Um deleite, 25 anos depois, ouvir e cantar junto trechos do coro dos Caçadores (memória musical prodigiosa, a minha: registra para todo o sempre tudo quanto é linha melódica, de Bach ao Bonde do Tigrão). Vêm à tona inúmeros flashes da montagem que fizemos, bem como lembranças dos tempos de faculdade: tive a sorte grande de topar com Flávio Aguiar, professor de Literatura Brasileira, que nos revelou a beleza do romance de Alencar, no qual a ópera se baseia. Não fora este intermediário, teria ficado nas impressões do senso comum, do tipo “Que exagero de derramamento, esse estilo...”. Nada disso: guiado por Flávio, fizemos um delicioso mergulho no Romantismo.
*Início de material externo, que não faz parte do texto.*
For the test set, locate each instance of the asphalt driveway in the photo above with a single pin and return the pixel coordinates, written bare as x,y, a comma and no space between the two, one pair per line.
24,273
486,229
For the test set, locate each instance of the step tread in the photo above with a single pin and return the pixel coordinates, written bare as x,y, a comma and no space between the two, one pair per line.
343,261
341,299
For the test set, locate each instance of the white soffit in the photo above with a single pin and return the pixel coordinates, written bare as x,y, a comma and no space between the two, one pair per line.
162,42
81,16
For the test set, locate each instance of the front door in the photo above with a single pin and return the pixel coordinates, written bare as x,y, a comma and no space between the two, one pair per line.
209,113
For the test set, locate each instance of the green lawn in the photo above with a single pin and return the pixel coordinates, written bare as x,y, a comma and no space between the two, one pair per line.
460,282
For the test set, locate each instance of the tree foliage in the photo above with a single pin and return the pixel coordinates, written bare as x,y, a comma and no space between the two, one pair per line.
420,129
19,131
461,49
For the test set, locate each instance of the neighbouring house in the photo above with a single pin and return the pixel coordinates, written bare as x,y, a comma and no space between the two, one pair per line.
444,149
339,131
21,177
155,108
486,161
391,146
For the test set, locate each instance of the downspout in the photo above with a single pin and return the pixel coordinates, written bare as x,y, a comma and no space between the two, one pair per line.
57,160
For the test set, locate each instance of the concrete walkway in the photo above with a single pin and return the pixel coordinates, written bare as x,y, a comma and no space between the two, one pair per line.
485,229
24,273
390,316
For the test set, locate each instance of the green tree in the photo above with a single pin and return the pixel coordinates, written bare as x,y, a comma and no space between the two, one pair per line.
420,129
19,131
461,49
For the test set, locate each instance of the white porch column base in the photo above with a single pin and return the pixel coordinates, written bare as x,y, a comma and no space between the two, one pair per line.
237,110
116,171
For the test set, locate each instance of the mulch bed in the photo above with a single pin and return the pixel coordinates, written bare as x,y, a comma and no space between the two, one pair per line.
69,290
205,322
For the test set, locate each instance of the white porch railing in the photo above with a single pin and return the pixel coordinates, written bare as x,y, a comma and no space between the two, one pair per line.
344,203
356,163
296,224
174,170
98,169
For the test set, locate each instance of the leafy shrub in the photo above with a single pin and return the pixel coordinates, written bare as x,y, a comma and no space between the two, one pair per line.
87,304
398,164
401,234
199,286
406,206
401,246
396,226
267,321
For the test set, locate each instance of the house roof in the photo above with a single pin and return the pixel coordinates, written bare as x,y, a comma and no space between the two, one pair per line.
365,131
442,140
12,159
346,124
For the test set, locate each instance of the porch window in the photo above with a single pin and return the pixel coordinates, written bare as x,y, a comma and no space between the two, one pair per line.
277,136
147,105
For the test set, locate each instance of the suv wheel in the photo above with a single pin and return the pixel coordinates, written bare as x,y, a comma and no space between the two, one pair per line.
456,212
Um álbum que revela o talento de nosso povo e a riqueza de nossa cultura. Ainda que, ironicamente, esteja voltado a um público que não vive nos trópicos. Mas não há de ser nada: pérolas aos poucos, como diz a canção de Wisnik.

Atualização: no dia 20/março, a gravação de que falo acima estará disponível nas bancas, pela coleção de Óperas recém-lançada pela Folha de S. Paulo. Agora é torcer para que o encarte esteja à altura do original. Muito Poliana de minha parte, essa torcida?